- A composição de renda soma rendas de duas ou mais pessoas para viabilizar o financiamento de um imóvel, com o imóvel registrado em nome de todos e todos responsáveis pela dívida até a quitação.
- Podem participar quem deseja comprar o mesmo imóvel em conjunto; perfis comuns são recém-casados, noivos, pais e filhos ou irmãos, sem necessidade de vínculo formal.
- Todos devem ser proprietários e responsáveis pelo pagamento, e a avaliação de crédito considera a capacidade financeira conjunta.
- Rendimentos formais (CLT) ou informais podem entrar na análise, desde que comprovem capacidade de pagamento; o banco avalia a consistência das ganhos.
- A composição aumenta as chances de aprovação e pode permitir financiamento maior, mas exige cuidado com a responsabilidade compartilhada e com mudanças futuras; alterações devem ser aprovadas pelo banco.
A composição de renda aparece como estratégia para ampliar o poder de compra na compra de um apartamento. Ela soma as rendas de duas ou mais pessoas para viabilizar o financiamento, segundo Edmil Adib Antonio, diretor de Crédito Imobiliário da MRV.
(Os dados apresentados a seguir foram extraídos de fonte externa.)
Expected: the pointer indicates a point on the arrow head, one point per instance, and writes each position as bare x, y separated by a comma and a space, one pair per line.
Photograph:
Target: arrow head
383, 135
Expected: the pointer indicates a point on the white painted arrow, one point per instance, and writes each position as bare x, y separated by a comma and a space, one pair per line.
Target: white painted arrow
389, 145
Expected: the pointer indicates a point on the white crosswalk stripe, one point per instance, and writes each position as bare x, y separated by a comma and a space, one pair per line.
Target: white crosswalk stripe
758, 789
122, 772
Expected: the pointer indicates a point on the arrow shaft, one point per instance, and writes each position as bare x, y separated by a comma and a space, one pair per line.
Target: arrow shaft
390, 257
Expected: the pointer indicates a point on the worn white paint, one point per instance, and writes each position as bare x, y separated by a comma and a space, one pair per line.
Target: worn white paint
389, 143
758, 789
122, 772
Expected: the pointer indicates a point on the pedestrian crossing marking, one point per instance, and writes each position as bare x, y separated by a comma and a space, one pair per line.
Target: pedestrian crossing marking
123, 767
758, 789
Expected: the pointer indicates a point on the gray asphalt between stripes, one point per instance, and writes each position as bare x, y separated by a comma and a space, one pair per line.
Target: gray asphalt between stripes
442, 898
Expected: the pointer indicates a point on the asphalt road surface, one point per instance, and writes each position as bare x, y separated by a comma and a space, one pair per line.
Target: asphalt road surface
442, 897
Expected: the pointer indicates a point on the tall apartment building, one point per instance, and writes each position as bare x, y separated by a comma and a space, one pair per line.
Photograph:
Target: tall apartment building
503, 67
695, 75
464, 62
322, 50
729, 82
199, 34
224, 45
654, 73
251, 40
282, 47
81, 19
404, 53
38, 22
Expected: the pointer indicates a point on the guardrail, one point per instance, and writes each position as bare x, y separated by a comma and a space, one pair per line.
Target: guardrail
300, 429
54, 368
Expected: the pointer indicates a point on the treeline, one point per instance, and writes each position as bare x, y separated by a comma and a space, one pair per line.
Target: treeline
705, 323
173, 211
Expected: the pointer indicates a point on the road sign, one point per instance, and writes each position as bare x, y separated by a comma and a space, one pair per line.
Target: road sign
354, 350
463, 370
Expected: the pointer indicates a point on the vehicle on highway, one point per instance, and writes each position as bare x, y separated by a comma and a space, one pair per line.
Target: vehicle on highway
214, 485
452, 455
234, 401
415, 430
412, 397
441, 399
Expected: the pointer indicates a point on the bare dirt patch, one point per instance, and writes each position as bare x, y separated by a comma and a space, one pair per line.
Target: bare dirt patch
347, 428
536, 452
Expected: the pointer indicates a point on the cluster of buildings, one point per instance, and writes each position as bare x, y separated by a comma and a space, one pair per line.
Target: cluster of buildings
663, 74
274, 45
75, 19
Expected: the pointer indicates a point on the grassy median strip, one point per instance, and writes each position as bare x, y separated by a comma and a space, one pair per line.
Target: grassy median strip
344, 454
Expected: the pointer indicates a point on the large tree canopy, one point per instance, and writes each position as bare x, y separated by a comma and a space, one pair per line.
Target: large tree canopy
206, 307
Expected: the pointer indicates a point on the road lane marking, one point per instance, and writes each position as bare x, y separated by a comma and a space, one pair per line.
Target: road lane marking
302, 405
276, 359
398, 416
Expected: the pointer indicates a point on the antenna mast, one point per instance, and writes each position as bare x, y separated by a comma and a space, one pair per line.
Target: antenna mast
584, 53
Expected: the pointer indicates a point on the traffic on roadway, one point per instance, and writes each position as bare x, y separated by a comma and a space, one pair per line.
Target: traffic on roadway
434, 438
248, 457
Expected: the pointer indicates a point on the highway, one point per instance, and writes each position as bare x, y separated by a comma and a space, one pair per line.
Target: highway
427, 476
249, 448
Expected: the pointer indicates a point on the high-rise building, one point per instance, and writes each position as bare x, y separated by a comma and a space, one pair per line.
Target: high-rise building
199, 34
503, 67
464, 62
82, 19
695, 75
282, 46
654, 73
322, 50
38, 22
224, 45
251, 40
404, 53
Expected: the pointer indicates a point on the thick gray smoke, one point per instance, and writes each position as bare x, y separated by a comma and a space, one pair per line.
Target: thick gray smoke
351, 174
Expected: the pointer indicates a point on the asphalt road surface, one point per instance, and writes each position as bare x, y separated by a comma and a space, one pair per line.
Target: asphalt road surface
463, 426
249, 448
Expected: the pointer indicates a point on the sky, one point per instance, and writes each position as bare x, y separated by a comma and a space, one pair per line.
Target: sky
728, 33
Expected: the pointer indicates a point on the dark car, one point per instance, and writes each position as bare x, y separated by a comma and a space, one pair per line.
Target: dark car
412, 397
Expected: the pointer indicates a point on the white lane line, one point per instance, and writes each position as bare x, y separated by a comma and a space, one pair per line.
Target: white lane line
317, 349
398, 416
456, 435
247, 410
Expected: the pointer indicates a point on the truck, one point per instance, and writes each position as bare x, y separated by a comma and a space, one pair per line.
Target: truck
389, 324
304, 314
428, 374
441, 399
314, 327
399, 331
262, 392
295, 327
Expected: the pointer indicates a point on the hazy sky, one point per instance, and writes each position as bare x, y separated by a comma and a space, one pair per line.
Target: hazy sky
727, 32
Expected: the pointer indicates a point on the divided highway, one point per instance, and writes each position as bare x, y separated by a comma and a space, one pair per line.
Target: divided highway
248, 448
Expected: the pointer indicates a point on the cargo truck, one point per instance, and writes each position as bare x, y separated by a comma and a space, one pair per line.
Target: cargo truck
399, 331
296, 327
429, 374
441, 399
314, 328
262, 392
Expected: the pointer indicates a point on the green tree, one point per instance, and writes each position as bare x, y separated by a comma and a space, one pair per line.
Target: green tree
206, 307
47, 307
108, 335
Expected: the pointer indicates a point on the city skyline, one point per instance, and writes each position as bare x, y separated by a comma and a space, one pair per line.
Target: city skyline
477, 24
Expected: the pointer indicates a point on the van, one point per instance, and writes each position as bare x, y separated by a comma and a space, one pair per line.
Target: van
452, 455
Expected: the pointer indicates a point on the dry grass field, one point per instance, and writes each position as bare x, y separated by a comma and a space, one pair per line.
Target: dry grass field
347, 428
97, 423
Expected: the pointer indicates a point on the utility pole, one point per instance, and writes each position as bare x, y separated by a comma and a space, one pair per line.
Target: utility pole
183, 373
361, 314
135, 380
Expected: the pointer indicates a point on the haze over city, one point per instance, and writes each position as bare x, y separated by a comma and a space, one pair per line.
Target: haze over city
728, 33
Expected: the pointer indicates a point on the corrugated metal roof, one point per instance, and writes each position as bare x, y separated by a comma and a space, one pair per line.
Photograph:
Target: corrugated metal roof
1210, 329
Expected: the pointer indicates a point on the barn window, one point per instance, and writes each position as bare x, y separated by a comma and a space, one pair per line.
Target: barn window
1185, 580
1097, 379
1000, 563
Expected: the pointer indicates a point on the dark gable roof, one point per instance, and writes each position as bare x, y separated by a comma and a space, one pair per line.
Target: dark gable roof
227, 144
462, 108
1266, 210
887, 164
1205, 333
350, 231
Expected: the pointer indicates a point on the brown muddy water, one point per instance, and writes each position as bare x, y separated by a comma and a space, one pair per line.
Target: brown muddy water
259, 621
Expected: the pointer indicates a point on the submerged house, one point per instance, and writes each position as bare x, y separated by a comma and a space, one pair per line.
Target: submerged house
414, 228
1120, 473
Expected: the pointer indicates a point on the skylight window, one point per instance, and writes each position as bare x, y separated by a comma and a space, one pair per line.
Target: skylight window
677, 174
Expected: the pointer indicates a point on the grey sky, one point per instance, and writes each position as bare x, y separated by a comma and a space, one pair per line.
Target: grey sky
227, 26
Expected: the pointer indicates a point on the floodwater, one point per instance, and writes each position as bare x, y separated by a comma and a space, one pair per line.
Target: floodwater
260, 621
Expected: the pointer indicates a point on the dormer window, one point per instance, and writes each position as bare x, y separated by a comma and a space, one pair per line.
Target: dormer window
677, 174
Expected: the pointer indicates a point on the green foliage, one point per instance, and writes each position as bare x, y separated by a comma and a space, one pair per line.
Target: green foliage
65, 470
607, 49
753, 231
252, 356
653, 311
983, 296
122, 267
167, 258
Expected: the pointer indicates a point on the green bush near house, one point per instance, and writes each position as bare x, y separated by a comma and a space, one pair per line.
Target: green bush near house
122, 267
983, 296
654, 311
Na prática, as rendas são somadas na análise de crédito, o imóvel fica registrado em nome de todos e todos assumem a dívida até a quitação. O objetivo é ampliar a capacidade de pagamento mensal e, com isso, aumentar as chances de aprovação.
Quem pode participar
Podem participar pessoas interessadas no mesmo imóvel e dispostas a financiar juntos. Os perfis mais comuns são casais, familiares como pais e filhos, e irmãos. Não é necessário vínculo formal, desde que todos sejam proprietários e responsáveis pelo pagamento.
Quais rendas podem ser consideradas
Rendas formais e informais podem entrar na análise, desde que haja comprovação da capacidade de pagamento. Renda CLT, extratos de autônomos e outras fontes podem ser consideradas, conforme a documentação disponível. O banco avalia a consistência e a regularidade.
Cuidados e responsabilidades
A composição envolve responsabilidade compartilhada até a quitação. Quem compõe renda é proprietário do imóvel e responde pela dívida integralmente. Devem ser considerados compromissos de longo prazo e eventuais mudanças entre os envolvidos.
Em caso de desistência, é possível quitar o saldo devedor ou reorganizar a titularidade, desde que haja renda suficiente. Qualquer alteração precisa passar pela avaliação do banco.